THIRD AMENDMENT TO THE NATIONAL WESTERN LIFE INSURANCE COMPANY
1995 STOCK AND INCENTIVE PLAN

Paragraph III of the 1995 Stock and Incentive Plan has been amended to read as follows:

"The Plan shall be effective as of April 21, 1995, the date of its adoption by the Board, provided the Plan is approved by the shareholders of the Company within twelve months thereafter and on or prior to the date of the first annual meeting of shareholders of the company held subsequent to the acquisition of an equity security by a Holder hereunder for which exemption is claimed under Rule 16b-3. No further Awards may be granted under the Plan after April 20, 2010. The Plan shall remain in effect until all Awards granted under the Plan have been satisfied or expired."

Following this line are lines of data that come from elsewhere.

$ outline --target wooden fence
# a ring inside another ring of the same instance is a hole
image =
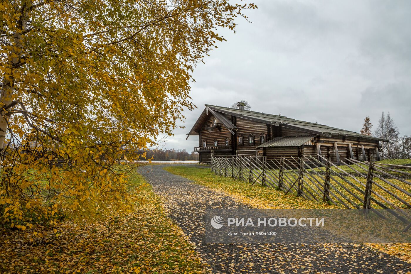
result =
[[[383,209],[411,227],[411,166],[361,162],[344,158],[337,166],[318,155],[281,157],[267,161],[254,156],[212,155],[217,175],[293,193],[308,200],[346,208],[369,211]]]

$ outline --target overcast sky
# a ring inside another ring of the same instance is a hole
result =
[[[390,112],[411,135],[411,1],[253,1],[236,33],[197,66],[198,107],[164,147],[190,152],[186,134],[204,104],[246,100],[255,111],[359,132]]]

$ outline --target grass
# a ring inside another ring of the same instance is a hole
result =
[[[36,235],[2,228],[0,272],[205,273],[151,186],[136,173],[129,182],[144,203],[125,215],[113,213],[94,223],[64,221],[58,237],[46,227]]]
[[[209,168],[174,166],[166,167],[164,169],[173,174],[192,180],[195,183],[222,191],[239,202],[256,208],[329,209],[342,207],[342,205],[335,205],[309,200],[289,193],[286,195],[278,189],[256,184],[251,185],[248,182],[238,180],[234,181],[231,178],[216,175],[211,172]],[[367,245],[411,262],[411,244],[409,243],[368,244]]]

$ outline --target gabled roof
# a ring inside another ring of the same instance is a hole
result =
[[[329,137],[346,136],[384,142],[387,141],[387,140],[383,139],[365,135],[355,131],[338,129],[316,123],[296,120],[286,116],[268,114],[252,111],[242,111],[237,108],[231,108],[208,104],[206,105],[206,108],[187,135],[198,135],[197,131],[201,130],[204,123],[207,121],[208,117],[206,114],[208,110],[210,110],[210,112],[211,111],[213,111],[214,112],[232,115],[256,122],[277,126],[281,125],[284,127],[307,132],[308,134],[321,135]],[[217,119],[218,118],[217,118]],[[223,123],[222,121],[220,120],[220,122]],[[231,124],[232,125],[232,124]],[[229,126],[234,127],[234,125],[229,125]],[[233,129],[235,128],[235,127],[233,127],[229,129]]]
[[[276,137],[261,144],[257,148],[274,147],[299,147],[315,138],[316,136],[316,135],[300,135]]]

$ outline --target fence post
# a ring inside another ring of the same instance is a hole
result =
[[[221,176],[221,171],[222,169],[222,163],[221,159],[223,158],[220,158],[220,164],[218,166],[218,175]]]
[[[280,170],[278,174],[278,189],[281,189],[283,183],[283,173],[284,171],[284,166],[283,165],[282,156],[280,157]]]
[[[297,196],[301,196],[301,192],[302,191],[302,156],[300,158],[300,170],[298,170],[298,191],[297,193]]]
[[[323,195],[323,202],[328,202],[329,200],[328,196],[330,196],[330,168],[331,167],[329,158],[327,159],[327,164],[326,166],[326,180],[324,182],[324,191]]]
[[[363,206],[363,213],[365,214],[365,216],[368,215],[368,209],[371,203],[371,189],[372,187],[373,175],[372,172],[374,169],[374,157],[371,155],[369,157],[369,165],[368,166],[368,174],[367,175],[367,184],[365,185],[365,192],[364,193],[364,205]]]
[[[234,156],[231,157],[231,178],[234,177]]]
[[[214,158],[214,173],[216,175],[217,175],[217,166],[218,165],[218,160],[217,160],[217,158]]]
[[[214,150],[211,150],[211,171],[212,172],[214,171],[214,170],[215,169],[215,167],[213,166],[213,162],[215,162],[214,163],[214,166],[215,165],[215,161],[213,161],[213,160],[214,160]]]
[[[251,166],[251,164],[250,164],[250,168],[249,170],[249,172],[248,173],[248,182],[250,184],[251,183],[251,172],[252,171],[252,170],[253,170],[253,168]]]
[[[263,157],[263,177],[261,178],[261,185],[266,187],[266,161],[267,161],[266,158]]]

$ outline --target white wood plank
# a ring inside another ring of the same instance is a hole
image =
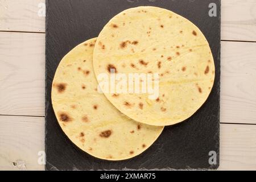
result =
[[[45,0],[0,0],[0,30],[45,32],[41,3]]]
[[[221,122],[256,123],[256,43],[221,47]]]
[[[0,114],[44,115],[44,36],[0,32]]]
[[[44,150],[44,118],[0,116],[0,169],[43,170],[38,153]],[[256,169],[256,125],[221,125],[220,170]]]
[[[0,170],[44,169],[38,163],[39,151],[44,151],[44,120],[0,116]]]
[[[40,3],[45,0],[0,0],[0,31],[45,32]],[[221,3],[221,39],[256,41],[256,1]]]
[[[0,39],[0,114],[44,115],[44,35]],[[256,123],[256,43],[221,43],[221,121]]]
[[[256,41],[256,1],[221,1],[221,39]]]
[[[256,170],[256,125],[221,124],[219,170]]]

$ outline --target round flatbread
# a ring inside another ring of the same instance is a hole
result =
[[[163,127],[131,119],[97,92],[96,41],[79,45],[62,59],[53,81],[52,106],[63,131],[80,148],[102,159],[129,159],[148,148]]]
[[[174,125],[193,115],[209,96],[215,76],[211,50],[200,30],[177,14],[150,6],[126,10],[110,20],[97,38],[93,65],[97,77],[110,75],[110,68],[114,68],[112,74],[127,77],[159,74],[156,97],[142,92],[123,92],[118,97],[104,93],[122,113],[156,126]]]

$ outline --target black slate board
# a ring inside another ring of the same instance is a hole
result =
[[[217,5],[217,17],[208,6]],[[166,127],[142,154],[121,162],[96,159],[76,147],[59,126],[51,101],[55,71],[62,57],[78,44],[97,37],[104,25],[123,10],[154,6],[174,11],[202,31],[214,55],[216,80],[203,106],[185,122]],[[220,1],[48,0],[46,17],[46,152],[47,170],[216,169],[219,164]],[[209,164],[209,152],[217,164]]]

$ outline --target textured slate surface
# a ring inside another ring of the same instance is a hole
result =
[[[209,17],[210,3],[217,16]],[[128,8],[154,6],[187,18],[208,39],[216,64],[216,80],[205,104],[185,122],[166,127],[146,152],[131,159],[108,162],[76,147],[58,125],[51,102],[55,71],[61,58],[78,44],[97,37],[113,16]],[[47,170],[128,169],[216,169],[219,164],[220,1],[219,0],[51,0],[47,1],[46,152]],[[210,165],[209,152],[217,154]]]

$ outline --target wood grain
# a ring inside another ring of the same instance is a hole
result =
[[[256,170],[256,125],[221,124],[220,170]]]
[[[44,116],[44,35],[0,39],[0,114]],[[256,43],[221,43],[221,122],[256,123]]]
[[[42,3],[45,0],[0,0],[0,31],[44,32]]]
[[[0,169],[43,170],[38,152],[44,150],[44,118],[0,116]],[[220,170],[256,169],[256,125],[221,125]]]
[[[256,41],[256,1],[221,1],[221,39]]]
[[[0,0],[0,31],[45,32],[45,0]],[[221,1],[221,39],[256,41],[256,1]],[[40,14],[39,11],[39,14]]]

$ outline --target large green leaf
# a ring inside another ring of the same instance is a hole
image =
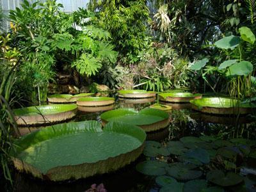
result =
[[[95,76],[102,65],[93,55],[83,53],[79,60],[72,63],[72,67],[76,67],[81,74],[90,76]]]
[[[227,75],[232,76],[248,76],[253,70],[253,65],[251,62],[242,61],[239,63],[233,64],[228,68]]]
[[[194,97],[196,96],[200,96],[202,94],[200,93],[193,93],[189,92],[171,92],[171,93],[161,93],[158,95],[164,99],[167,97]]]
[[[220,66],[218,69],[221,70],[223,68],[226,68],[228,67],[230,67],[233,64],[235,64],[237,62],[237,60],[227,60],[225,61],[224,62],[221,63]]]
[[[76,104],[54,104],[40,106],[32,106],[13,110],[17,116],[31,116],[35,115],[52,115],[76,109]]]
[[[255,36],[251,29],[247,27],[241,27],[239,28],[241,37],[244,41],[246,41],[251,44],[253,44],[255,42]]]
[[[225,36],[218,41],[214,44],[215,46],[218,48],[224,49],[234,49],[240,43],[240,37],[237,36],[230,35],[228,36]]]
[[[109,157],[132,152],[145,140],[145,132],[136,126],[111,123],[103,131],[100,127],[97,122],[88,121],[45,127],[19,140],[16,142],[19,147],[15,157],[42,173],[47,174],[55,168],[108,161]],[[106,164],[111,166],[108,163]],[[106,170],[111,168],[104,168]],[[72,177],[72,174],[70,176],[68,173],[69,176],[67,177]]]
[[[189,68],[193,70],[198,70],[205,66],[206,63],[209,62],[209,59],[204,58],[202,60],[197,60],[196,62],[191,65]]]
[[[103,113],[100,118],[108,122],[124,122],[132,125],[150,125],[168,119],[169,114],[164,111],[146,108],[140,112],[132,109],[124,108]]]
[[[175,192],[182,192],[183,191],[183,182],[173,182],[163,186],[160,189],[159,192],[170,192],[170,191],[175,191]]]
[[[159,186],[164,186],[171,183],[177,182],[176,179],[166,175],[161,175],[156,178],[156,182]]]
[[[190,101],[191,103],[202,108],[203,107],[209,108],[232,108],[237,106],[238,100],[225,97],[204,97],[200,99],[195,99]],[[239,103],[239,107],[252,108],[252,104],[249,102]]]

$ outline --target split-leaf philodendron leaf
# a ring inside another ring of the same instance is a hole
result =
[[[215,46],[220,49],[234,49],[240,43],[240,37],[238,36],[230,35],[225,36],[218,41],[214,44]]]

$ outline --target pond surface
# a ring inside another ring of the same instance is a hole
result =
[[[150,100],[152,102],[152,100]],[[131,100],[118,101],[115,108],[133,108],[141,109],[153,102],[133,104]],[[219,135],[224,138],[237,138],[250,136],[256,138],[253,118],[241,117],[240,118],[202,115],[191,111],[189,105],[172,105],[172,123],[169,127],[161,131],[148,134],[147,140],[155,140],[166,143],[170,140],[177,140],[186,136],[200,136],[202,134]],[[72,121],[94,120],[100,121],[100,112],[84,113],[79,111]],[[251,124],[250,124],[251,123]],[[30,129],[31,130],[32,128]],[[34,129],[34,128],[33,128]],[[37,129],[37,128],[36,128]],[[102,183],[108,191],[158,191],[159,187],[155,182],[155,177],[150,177],[139,173],[135,169],[136,165],[143,161],[146,157],[141,155],[135,162],[120,170],[111,173],[97,175],[78,180],[68,180],[61,182],[42,181],[30,175],[19,173],[13,170],[13,187],[3,186],[6,191],[85,191],[92,184]],[[252,163],[252,162],[251,162]],[[244,167],[245,172],[255,174],[255,168],[252,168],[252,163]],[[254,163],[255,164],[255,163]],[[2,188],[2,187],[1,187]]]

Paragraph VII(h) of the 1995 Stock and Incentive Plan has been amended to read as follows:

"(h) Fixed Grants to Directors. Each individual who is a Director of the Company on the date of approval of this Third Amendment to the Plan, and each additional individual persons who thereafter becomes a new Director of the Company, shall receive an Option to purchase 1,000 shares of Common Stock at the Fair Market Value thereof at the date of grant of the Option. Each Option granted under this paragraph VII(h) shall (i) not constitute an Incentive Stock Option, (ii) not have Stock Option Appreciation Rights granted in connection therewith, (iii) have a term of ten (10) years, (iv) vest twenty percent (20%) per year on each of the first five (5) anniversary dates of the grant thereof for Directors subject to acceleration and vesting pursuant to paragraph XII(c), and (v) cease to be exercisable after the date which is three (3) months after the termination of such individual's service as a Director (provided that such exercise period shall be extended to one (1) year in the event of the death of the Director). Any Director holding Options granted under this paragraph VII(h) who is a member of the Committee shall not participate in any action of the Committee with respect to any claim or dispute involving any such Director."